This year, the chicks at Hampton Beach State Park fledged early and were able to avoid the large Fourth of July crowds.
Every spring, Nongame Program staff and volunteers set up symbolic fencing along Hampton Beach State Park and Seabrook Beach to protect the nesting habitat of the plovers. Once nests have been established and located, predator exclosures (that is, wire cages) are placed around the eggs to prevent predators such as skunks, gulls and crows from destroying them.
After hatching, tiny plover chicks must avoid numerous potential predators, including feral cats, domestic dogs and gulls, as well as beachgoers who get too close.
Designated a threatened species by the federal government, piping plovers have been the focus of a massive region-wide effort along the Atlantic Coast from the Carolinas to Newfoundland. New Hampshire Fish and Game's Nongame Program has provided protection and monitoring for this rare bird in New Hampshire since 1996. In the past decade, an average of five nesting pairs has returned to the New Hampshire Seacoast each year, and a total of 81 chicks have successfully fledged in New Hampshire.
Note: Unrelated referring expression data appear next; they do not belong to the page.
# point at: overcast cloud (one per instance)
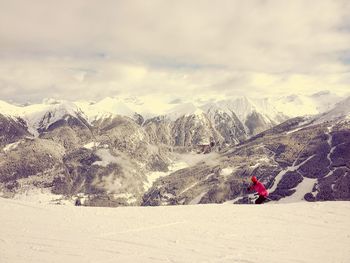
(89, 49)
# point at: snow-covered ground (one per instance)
(298, 232)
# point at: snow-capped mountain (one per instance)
(340, 111)
(113, 159)
(301, 105)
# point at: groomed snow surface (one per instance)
(298, 232)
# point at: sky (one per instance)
(173, 50)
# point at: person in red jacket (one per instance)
(260, 188)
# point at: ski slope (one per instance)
(298, 232)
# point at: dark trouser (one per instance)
(260, 200)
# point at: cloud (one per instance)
(90, 49)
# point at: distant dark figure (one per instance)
(260, 188)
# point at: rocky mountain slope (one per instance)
(112, 160)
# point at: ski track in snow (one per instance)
(316, 232)
(283, 172)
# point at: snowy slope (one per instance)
(303, 232)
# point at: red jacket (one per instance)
(260, 188)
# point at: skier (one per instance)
(260, 188)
Volunteer monitoring is vital to the success of the piping plover project. Volunteers monitor the activity of the adults and chicks and inform beach visitors of the protection efforts. Anyone interested in volunteering next summer should contact Brendan Clifford at (603) 271-0463 or Brendan.Clifford@wildlife.nh.gov.
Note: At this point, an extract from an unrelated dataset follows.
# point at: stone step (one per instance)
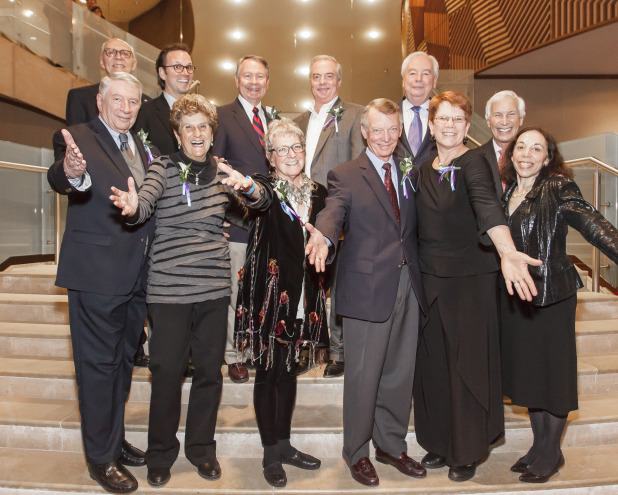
(46, 424)
(587, 471)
Protection of this endangered species in New Hampshire is a cooperative effort of the US Fish and Wildlife Service, NH Fish and Game, NH Parks and Recreation, the towns of Seabrook and Hampton, volunteers, local residents and beach visitors. Funding for the habitat protection and monitoring effort is provided in part from federal aid grants, sales of the NH conservation license plate (Moose Plate) and from private donations to the Nongame and Endangered Wildlife Program.